The Virginia agency expedited the examination of the professor’s body by X-ray and a minimally invasive removal of the bullets, says Rabbi Mayer, who with Rabbi Kranz watched the procedures and served as shomrim, reciting the traditional Psalms.
“Everyone was very nice,” Rabbi Mayer says of the Virginia employees, most of whom had not previously dealt with such details of Jewish law.
Rabbi Mayer called Marlena Librescu, the professor’s widow, to comfort her in Romanian and assure her that her husband’s body was being treated in accordance with Jewish tradition. He and Rabbi Kranz spent the rest of the day meeting Mrs. Librescu at her home, attending a Jewish community center memorial service, counseling Virginia Tech students and using political connections to facilitate the early release of Librescu’s body, and arranging for a Conservative rabbi from Roanoke to serve as a shomer near Librescu’s body in their stead.
By the time they returned late that night to their homes, the medical examiner had released Librescu’s body to Rabbi Isaac Lieder, a chaplain from upstate Rockland County who works with Chesed Shel Emes and the Israeli-based ZAKA organization. He and Moshe Silver, his assistant, had driven to Virginia earlier that day in Rabbi Lieder’s SUV.

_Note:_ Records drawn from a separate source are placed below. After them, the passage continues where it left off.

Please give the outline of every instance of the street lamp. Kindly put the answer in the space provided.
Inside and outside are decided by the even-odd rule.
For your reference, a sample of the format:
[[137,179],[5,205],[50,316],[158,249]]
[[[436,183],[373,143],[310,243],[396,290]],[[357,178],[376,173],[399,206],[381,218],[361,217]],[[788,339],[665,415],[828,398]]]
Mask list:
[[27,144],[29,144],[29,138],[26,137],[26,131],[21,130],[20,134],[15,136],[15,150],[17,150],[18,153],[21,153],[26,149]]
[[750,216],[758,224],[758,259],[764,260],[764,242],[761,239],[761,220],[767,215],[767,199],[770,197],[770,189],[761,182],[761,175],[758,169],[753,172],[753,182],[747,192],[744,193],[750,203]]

They drove north through the night, with a police escort through Virginia, reaching Brooklyn by early morning. At the Shomrei Hachomos funeral chapel in Borough Park, Chesed Shel Emes volunteers would perform a tahara, wrap Librescu’s body in linen shrouds, and arrange for a funeral service.
A tahara, performed in silence except for a blessing that the deceased should go in peace on his or her final journey, is always done for traditional Jews. Using special cups of water, they wash the entire body, removing blood and other physical stains and cleansing it spiritually.
The deceased “should go up [to heaven] as clean as he came down,” Rabbi Berger says.
State Assemblyman Dov Hikind, who represents the largely Orthodox Borough Park neighborhood, received word of the upcoming funeral service for Librescu early Wednesday in Albany. He returned immediately to Brooklyn, and instructed his office to make sure that mourners from the area would be in the chapel. Hikind didn’t know the professor. The assemblyman came, he says, because Librescu was a Jew, because the professor had died as a hero. “This hero was coming to our community.
“The family had no one” in New York, Hikind says. A representative from the Israeli Consulate accompanied Mrs. Librescu to the funeral service. A capacity group of 350 people was in the chapel. Among them were students from the Ramaz day school in Manhattan and from the Yeshivah of Flatbush, and chasidim from Brooklyn.
None of then knew Librescu, who had no known connection to New York’s Orthodox community. Many of the mourners were, like the professor, Holocaust survivors, or came from survivor families. “People left their work” on short notice. “They wanted to show respect,” Hikind says. At the service, the strangers hugged Mrs. Librescu. They talked to her in English, in Hebrew, in Romanian. “All the people treated her as if she was their relative. I think she was totally stunned.
“I have never seen my community so moved,” says Hikind, who gave the eulogy for Librescu in the 15-minute service. Members of the community carried the plain, wide coffin, draped in black cloth, to the SUV for the ride to JFK Airport.
Rabbi Motti Seligson, a Chabad emissary based in Crown Heights, accompanied Mrs. Librescu on the flight back to Israel. Rabbi Lieder says he and Silver stayed with Librescu’s coffin “until it was transferred to the plane.”
Back in Israel, Mrs. Librescu called Rabbi Mayer, just to say thank you.
As usual, neither Chesed Shel Emes nor the funeral chapel charged for its work.
But, says Rabbi Berger, anonymous members of the Borough Park Orthodox community reimbursed Shomrei Hachomos for its expenses. “Total strangers took care of it.”